Milner has pledged $100 million in seed money for the project, which organizers expect will require billions of dollars, 20 years to launch, 20 years to reach Alpha Centauri (a binary system where two stars orbit each other), and four years for the beamed signal to reach Earth.

Loeb spoke with the Gazette about the project and the importance of visionary ideas to excite the imagination and inspire a new generation of scientists.

GAZETTE: This seems like a giant leap. From a technological standpoint, is this harder or easier than sending a man to the moon was when President John Kennedy first announced it in 1961?

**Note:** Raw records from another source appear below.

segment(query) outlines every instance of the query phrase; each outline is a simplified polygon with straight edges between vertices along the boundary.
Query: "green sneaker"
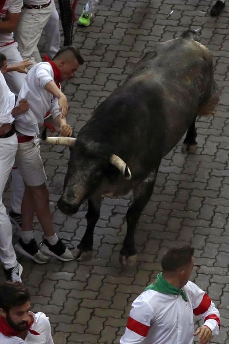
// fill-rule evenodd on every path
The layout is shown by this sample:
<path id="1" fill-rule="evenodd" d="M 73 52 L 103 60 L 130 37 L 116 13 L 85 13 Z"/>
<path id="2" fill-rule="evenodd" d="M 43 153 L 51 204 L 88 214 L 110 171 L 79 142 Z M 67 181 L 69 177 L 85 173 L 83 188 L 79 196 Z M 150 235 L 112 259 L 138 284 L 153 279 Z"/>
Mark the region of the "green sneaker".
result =
<path id="1" fill-rule="evenodd" d="M 88 26 L 90 25 L 90 20 L 92 17 L 92 13 L 85 14 L 85 8 L 84 8 L 77 21 L 78 25 L 81 26 Z"/>

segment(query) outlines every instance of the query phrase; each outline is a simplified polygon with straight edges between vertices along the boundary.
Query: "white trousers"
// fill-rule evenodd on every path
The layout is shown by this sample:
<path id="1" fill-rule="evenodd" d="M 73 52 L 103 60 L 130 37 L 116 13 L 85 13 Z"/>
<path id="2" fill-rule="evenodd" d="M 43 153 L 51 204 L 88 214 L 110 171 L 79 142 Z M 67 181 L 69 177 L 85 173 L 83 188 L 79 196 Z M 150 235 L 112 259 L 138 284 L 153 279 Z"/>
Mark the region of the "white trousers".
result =
<path id="1" fill-rule="evenodd" d="M 54 0 L 52 0 L 51 6 L 51 14 L 45 27 L 46 53 L 50 58 L 53 57 L 60 45 L 59 14 Z"/>
<path id="2" fill-rule="evenodd" d="M 6 269 L 15 266 L 17 258 L 12 242 L 12 225 L 2 202 L 2 194 L 17 148 L 18 139 L 15 134 L 6 139 L 0 139 L 0 260 Z"/>
<path id="3" fill-rule="evenodd" d="M 15 32 L 18 50 L 23 58 L 29 58 L 33 64 L 41 62 L 37 44 L 51 14 L 51 4 L 40 9 L 24 7 Z"/>

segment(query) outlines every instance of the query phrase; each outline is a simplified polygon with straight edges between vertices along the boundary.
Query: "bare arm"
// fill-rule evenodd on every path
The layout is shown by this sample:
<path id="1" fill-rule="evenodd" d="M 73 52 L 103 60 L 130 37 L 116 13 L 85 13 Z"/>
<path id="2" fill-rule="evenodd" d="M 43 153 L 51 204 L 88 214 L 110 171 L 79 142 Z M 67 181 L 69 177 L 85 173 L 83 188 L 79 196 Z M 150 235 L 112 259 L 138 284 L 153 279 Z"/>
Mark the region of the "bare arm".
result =
<path id="1" fill-rule="evenodd" d="M 11 13 L 7 12 L 3 20 L 0 22 L 0 32 L 10 33 L 14 31 L 19 20 L 20 13 Z"/>
<path id="2" fill-rule="evenodd" d="M 68 104 L 67 98 L 64 93 L 58 88 L 54 81 L 50 81 L 47 83 L 45 86 L 45 89 L 58 98 L 58 103 L 62 117 L 66 117 L 68 111 Z"/>
<path id="3" fill-rule="evenodd" d="M 73 133 L 72 127 L 67 124 L 65 117 L 60 115 L 54 119 L 55 124 L 60 128 L 60 135 L 62 136 L 71 136 Z"/>

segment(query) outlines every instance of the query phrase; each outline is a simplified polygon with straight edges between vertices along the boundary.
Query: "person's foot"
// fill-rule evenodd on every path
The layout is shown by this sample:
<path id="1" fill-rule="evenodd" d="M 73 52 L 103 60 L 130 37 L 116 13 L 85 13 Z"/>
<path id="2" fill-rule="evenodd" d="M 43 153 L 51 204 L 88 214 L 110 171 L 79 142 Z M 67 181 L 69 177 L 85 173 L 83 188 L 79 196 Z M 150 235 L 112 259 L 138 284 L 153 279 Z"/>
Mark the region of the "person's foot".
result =
<path id="1" fill-rule="evenodd" d="M 18 262 L 14 267 L 11 267 L 10 269 L 3 269 L 6 281 L 10 281 L 11 282 L 21 282 L 21 275 L 23 270 L 21 264 Z"/>
<path id="2" fill-rule="evenodd" d="M 51 245 L 47 239 L 45 239 L 40 244 L 40 249 L 45 255 L 52 256 L 63 261 L 75 259 L 71 251 L 62 243 L 61 239 L 59 239 L 55 245 Z"/>
<path id="3" fill-rule="evenodd" d="M 85 14 L 85 8 L 84 8 L 77 22 L 78 25 L 80 26 L 88 26 L 90 25 L 90 19 L 92 17 L 92 13 Z"/>
<path id="4" fill-rule="evenodd" d="M 214 6 L 211 8 L 210 14 L 212 17 L 217 17 L 217 16 L 220 14 L 220 12 L 225 7 L 225 2 L 223 2 L 223 1 L 220 1 L 220 0 L 217 0 Z"/>
<path id="5" fill-rule="evenodd" d="M 21 238 L 15 245 L 15 250 L 26 257 L 31 258 L 38 264 L 45 264 L 49 259 L 49 257 L 44 254 L 39 250 L 35 239 L 32 239 L 28 243 L 25 243 Z"/>
<path id="6" fill-rule="evenodd" d="M 9 219 L 13 226 L 19 230 L 22 229 L 22 215 L 15 213 L 13 210 L 9 214 Z"/>

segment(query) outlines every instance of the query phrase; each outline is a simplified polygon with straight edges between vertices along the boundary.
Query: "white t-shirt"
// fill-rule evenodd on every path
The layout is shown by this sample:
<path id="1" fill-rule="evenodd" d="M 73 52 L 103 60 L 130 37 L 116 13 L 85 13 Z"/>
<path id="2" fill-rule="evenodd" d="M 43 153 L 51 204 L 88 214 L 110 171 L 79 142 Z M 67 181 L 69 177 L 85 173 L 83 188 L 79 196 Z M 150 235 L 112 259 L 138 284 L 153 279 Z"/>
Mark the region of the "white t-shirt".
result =
<path id="1" fill-rule="evenodd" d="M 142 293 L 132 304 L 120 344 L 192 344 L 193 314 L 218 334 L 220 316 L 209 296 L 190 281 L 183 289 L 187 301 L 152 289 Z"/>
<path id="2" fill-rule="evenodd" d="M 18 95 L 16 105 L 22 99 L 26 99 L 29 109 L 18 116 L 15 129 L 24 135 L 35 136 L 44 123 L 44 118 L 50 111 L 53 118 L 61 114 L 58 99 L 45 89 L 50 81 L 53 81 L 54 73 L 48 62 L 40 62 L 31 68 L 26 76 Z"/>
<path id="3" fill-rule="evenodd" d="M 51 336 L 51 329 L 49 318 L 41 312 L 34 314 L 29 312 L 33 316 L 34 322 L 30 329 L 38 332 L 37 335 L 28 331 L 24 340 L 19 337 L 6 337 L 0 332 L 0 344 L 53 344 Z"/>
<path id="4" fill-rule="evenodd" d="M 40 0 L 40 1 L 37 1 L 37 0 L 24 0 L 24 3 L 26 5 L 45 5 L 46 3 L 49 2 L 50 0 Z"/>
<path id="5" fill-rule="evenodd" d="M 6 15 L 8 11 L 11 13 L 20 13 L 23 4 L 23 0 L 6 0 L 5 4 L 0 11 L 0 23 Z M 0 29 L 0 47 L 13 42 L 13 32 L 1 32 Z"/>
<path id="6" fill-rule="evenodd" d="M 15 104 L 15 96 L 8 87 L 0 71 L 0 127 L 2 124 L 12 123 L 14 120 L 11 112 Z"/>

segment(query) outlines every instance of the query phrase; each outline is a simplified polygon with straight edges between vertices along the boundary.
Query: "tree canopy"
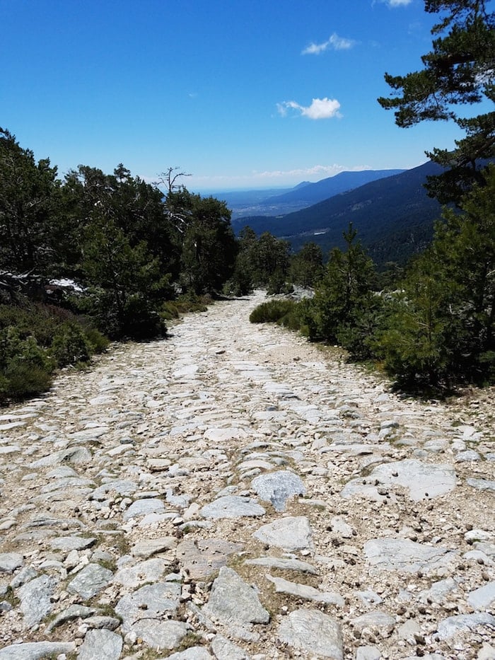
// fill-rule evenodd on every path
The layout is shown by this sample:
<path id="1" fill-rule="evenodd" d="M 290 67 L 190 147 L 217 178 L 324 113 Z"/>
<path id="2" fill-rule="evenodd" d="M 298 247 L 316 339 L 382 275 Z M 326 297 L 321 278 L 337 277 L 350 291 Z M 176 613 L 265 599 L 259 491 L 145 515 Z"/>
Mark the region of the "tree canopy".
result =
<path id="1" fill-rule="evenodd" d="M 459 202 L 495 156 L 495 112 L 464 116 L 460 106 L 484 110 L 495 100 L 495 13 L 489 0 L 425 0 L 425 11 L 442 14 L 431 30 L 432 50 L 421 57 L 424 68 L 406 75 L 385 74 L 393 90 L 378 103 L 394 110 L 397 126 L 426 120 L 453 120 L 465 132 L 453 151 L 433 149 L 427 155 L 447 168 L 432 177 L 429 193 L 443 203 Z M 482 105 L 482 108 L 481 107 Z"/>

LOEB: I think it’s harder. Back then we had the technology. It used chemical rockets. All we needed to do was to build a sufficiently massive rocket that could carry a person safely to the moon. So there were engineering challenges, but the technique of making it was already demonstrated.

Kennedy said, “We are doing it because it’s hard, not because it’s easy,” and that vision of going beyond Earth inspired a generation. A lot of young people went to work on space-related things, and there were benefits to society from the technology that was developed. There was a political context of beating the Russians, of course, but if you think of it from a scientific perspective, this vision was really uplifting, people were inspired by it.

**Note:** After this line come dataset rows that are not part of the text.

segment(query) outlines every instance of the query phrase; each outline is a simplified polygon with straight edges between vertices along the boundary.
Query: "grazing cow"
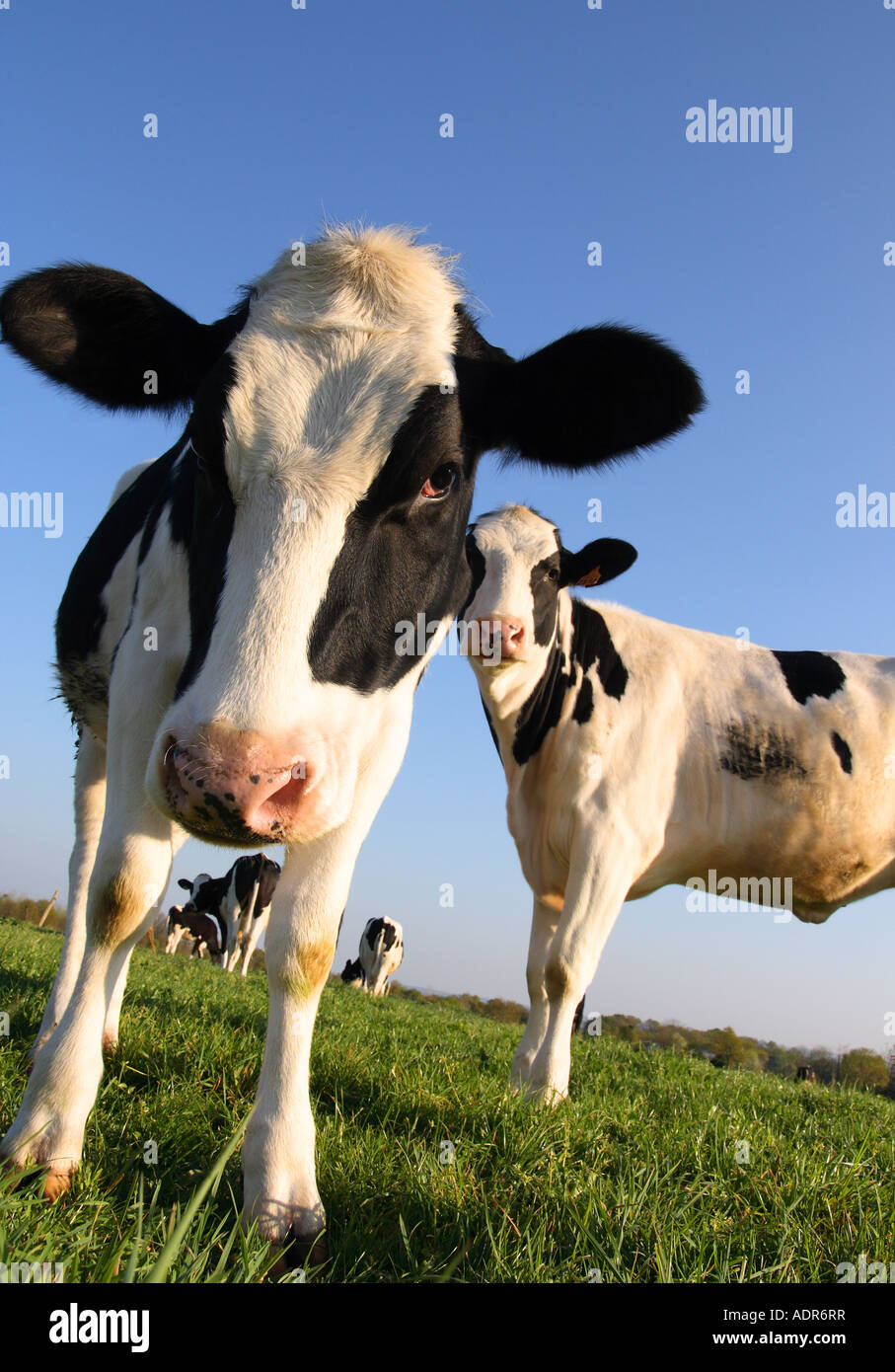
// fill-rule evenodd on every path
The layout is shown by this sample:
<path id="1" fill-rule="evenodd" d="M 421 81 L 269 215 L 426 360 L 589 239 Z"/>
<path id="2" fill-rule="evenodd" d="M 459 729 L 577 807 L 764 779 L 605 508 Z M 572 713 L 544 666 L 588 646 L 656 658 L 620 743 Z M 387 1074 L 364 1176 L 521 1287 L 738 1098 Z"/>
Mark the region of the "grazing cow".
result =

Oscar Wilde said, “We are all in the gutter, but some of us are looking at the stars.” And the way I see it is having a vision for something bigger could inspire a generation to work toward it.

GAZETTE: What are the biggest challenges, the things we have to develop?

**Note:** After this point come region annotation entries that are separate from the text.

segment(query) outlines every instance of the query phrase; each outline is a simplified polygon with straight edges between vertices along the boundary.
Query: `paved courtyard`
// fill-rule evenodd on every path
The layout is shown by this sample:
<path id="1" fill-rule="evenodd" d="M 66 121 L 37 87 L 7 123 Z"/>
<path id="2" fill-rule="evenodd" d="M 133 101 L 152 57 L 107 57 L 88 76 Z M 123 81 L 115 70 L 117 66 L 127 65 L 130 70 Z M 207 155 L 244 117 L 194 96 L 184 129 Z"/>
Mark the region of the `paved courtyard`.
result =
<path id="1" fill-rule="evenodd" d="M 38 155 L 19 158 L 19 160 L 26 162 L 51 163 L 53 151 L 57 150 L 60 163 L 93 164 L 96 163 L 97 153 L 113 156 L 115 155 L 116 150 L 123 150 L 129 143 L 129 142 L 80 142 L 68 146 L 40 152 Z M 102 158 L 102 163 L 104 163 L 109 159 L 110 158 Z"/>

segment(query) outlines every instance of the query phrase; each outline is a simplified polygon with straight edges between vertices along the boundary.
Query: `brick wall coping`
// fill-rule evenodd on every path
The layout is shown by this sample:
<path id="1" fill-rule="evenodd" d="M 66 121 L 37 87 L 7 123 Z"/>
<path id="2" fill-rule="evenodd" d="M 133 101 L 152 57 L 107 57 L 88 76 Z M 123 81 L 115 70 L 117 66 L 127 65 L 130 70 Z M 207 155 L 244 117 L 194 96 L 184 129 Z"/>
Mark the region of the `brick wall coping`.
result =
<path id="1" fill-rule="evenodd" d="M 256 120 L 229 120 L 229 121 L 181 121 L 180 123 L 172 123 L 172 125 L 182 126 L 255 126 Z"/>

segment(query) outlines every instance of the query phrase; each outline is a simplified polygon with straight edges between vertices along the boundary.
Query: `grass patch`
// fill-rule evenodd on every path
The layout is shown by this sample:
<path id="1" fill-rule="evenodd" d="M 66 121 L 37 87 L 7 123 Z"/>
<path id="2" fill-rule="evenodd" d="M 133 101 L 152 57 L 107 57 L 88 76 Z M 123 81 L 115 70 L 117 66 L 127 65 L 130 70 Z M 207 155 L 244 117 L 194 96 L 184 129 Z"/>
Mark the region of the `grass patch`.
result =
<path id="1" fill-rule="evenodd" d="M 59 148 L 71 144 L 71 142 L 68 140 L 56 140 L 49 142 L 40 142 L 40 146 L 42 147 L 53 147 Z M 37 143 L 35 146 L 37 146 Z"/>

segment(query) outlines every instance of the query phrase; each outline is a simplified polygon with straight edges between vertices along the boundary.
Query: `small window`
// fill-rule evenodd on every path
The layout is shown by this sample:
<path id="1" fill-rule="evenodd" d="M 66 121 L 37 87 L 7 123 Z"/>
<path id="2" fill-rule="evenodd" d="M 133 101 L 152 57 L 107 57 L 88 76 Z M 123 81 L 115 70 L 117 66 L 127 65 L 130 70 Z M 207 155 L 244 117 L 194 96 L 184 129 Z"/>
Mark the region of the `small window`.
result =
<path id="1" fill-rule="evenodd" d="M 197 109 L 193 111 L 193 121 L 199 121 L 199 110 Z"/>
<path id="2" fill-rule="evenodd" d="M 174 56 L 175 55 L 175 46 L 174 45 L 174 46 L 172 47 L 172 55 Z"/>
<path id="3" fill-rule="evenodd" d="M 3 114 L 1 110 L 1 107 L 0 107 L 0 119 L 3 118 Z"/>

LOEB: This method we’re talking about was conceived as soon as the laser was invented. Back in the ’60s, Robert Forward suggested using lasers to push a sail to high speeds. The pressure of the radiation — the light on the sail — is pushing it. You can get up to the speed of light in principle because you’re pushing it with light.

The problem back then was that people thought that they needed to take humans along, and the weight of the spaceships would have been tens or hundreds of tons — very massive things, very difficult to construct.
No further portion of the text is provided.